The first work by Tanith Lee I read, had to have been her sf ELECTRIC FOREST - a novel with so many twists it was downright unpredictable. It had at least six false endings, one after the other. This work, more than any other, "hooked" me.


Tanith Lee, unlike the rest, focuses more on fantasy than straight science fiction. Her defining qualities include a fascination with the Arabian Nights, which she used in her brilliant DEATH'S MASTER, a fascination with lesbianism, and frank sexuality. She derives more from Arabesques and the sensuousness and exoticism it implies, than the traditional Tolkien stuff.

DAINA CHAVIANO

I suppose I have to give a shout-out to my hometown girl, Daina Chaviano, don't I? A Miami-native, and the only other Miami science fiction writers I can think of, off the top of my head are the late Hugh B. Cave and...didn't L. Sprague de Camp live out his last few days in Palm Beach, if I remember right?

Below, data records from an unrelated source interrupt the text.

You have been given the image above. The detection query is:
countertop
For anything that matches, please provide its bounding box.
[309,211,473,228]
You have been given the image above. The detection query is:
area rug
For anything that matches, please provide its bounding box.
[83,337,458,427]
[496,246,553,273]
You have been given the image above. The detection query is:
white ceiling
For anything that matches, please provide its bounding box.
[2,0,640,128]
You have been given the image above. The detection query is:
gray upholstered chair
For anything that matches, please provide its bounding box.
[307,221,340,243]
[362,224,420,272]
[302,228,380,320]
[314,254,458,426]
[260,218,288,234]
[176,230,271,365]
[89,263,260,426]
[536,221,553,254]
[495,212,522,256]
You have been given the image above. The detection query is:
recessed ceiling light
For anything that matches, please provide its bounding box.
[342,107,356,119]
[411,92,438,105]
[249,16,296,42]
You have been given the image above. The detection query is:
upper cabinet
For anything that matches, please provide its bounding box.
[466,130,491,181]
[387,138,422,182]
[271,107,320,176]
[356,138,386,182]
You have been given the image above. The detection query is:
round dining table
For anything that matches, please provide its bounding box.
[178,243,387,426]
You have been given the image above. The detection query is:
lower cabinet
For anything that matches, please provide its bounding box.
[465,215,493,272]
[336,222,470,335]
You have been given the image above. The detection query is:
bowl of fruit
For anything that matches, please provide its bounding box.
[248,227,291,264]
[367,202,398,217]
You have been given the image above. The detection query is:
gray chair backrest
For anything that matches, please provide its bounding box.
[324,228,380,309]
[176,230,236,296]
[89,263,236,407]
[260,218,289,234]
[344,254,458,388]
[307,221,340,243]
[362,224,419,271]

A few friends of mine were THIS close a while back to stalking Encyclopedia Brown creator Arnold J. Sobol, but that's a story for another time.

Unlike Leigh Brackett, who died before I was born, and known J.D. Salinger-esque recluses like Cuban-born, Daina Chaviano wrote several Spanish-language books, that derive from Cuban folklore and myth. A lot of the books that inspire her, I grew up reading. My Dad had a copy of UNA BATALLA CUBANA CONTRA LOS DIABLOS (A Cuban Battle Against the Demons) on his shelf for years, and it spooked the heck out of me. Asimov was fascinated by Communist science fiction, which discouraged exploration into different types of societies out of the sentiment they were creating a new one, like good 19th Century Americans.

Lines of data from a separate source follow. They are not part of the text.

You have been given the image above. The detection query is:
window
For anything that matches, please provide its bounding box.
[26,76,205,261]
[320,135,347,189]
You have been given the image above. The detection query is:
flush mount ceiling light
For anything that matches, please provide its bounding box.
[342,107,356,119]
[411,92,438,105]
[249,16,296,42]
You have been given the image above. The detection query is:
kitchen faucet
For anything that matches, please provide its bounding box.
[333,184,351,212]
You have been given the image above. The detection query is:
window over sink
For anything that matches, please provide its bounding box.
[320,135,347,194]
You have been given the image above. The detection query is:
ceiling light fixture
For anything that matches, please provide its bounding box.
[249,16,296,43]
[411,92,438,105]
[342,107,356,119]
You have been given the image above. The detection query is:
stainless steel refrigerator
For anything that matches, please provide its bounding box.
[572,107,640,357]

Because her work hasn't been translated into English, here in the States, she's mostly read by science fiction fans of Cuban descent in Miami that speak Spanish, which is a niche of a niche.

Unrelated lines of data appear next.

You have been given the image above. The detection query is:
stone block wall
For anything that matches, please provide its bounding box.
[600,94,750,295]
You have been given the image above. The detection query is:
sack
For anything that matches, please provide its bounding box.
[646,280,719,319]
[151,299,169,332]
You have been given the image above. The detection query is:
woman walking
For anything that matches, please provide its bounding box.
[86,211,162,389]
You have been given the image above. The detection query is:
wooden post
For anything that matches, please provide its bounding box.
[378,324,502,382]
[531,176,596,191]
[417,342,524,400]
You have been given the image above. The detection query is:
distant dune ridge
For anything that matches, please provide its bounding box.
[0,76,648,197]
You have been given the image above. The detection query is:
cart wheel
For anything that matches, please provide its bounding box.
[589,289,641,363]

This is something I've been arguing all along: Spanish language television needs to take advantage of the resource that is the emerging science fiction writing markets. Spanish language TV, if it's at all possible, is even more thickheaded and resistant to change than North American TV: the same damn telenovela over and over. There needs to a be a science fiction anthology series on Spanish speaking TV.

Part of the reason the 1960s produced so many science fiction series of quality (STAR TREKM THE OUTER LIMITS, etc.) was because of the emergence of a real talent base from science fiction that were willing to write for television, that could produce science fiction of quality: Theodore Sturgeon, Harlan Ellison, and so on.

A similar phenomenon could be happening right now in the Spanish speaking world.

2 comments:

Anonymous said...

Its about time you wrote about Leigh Brackett.

On another note, Tanith Lee looks she belong on an 80s rock group.

Anonymous said...

Does "James Tiptree, Jr." not deserve a spot here?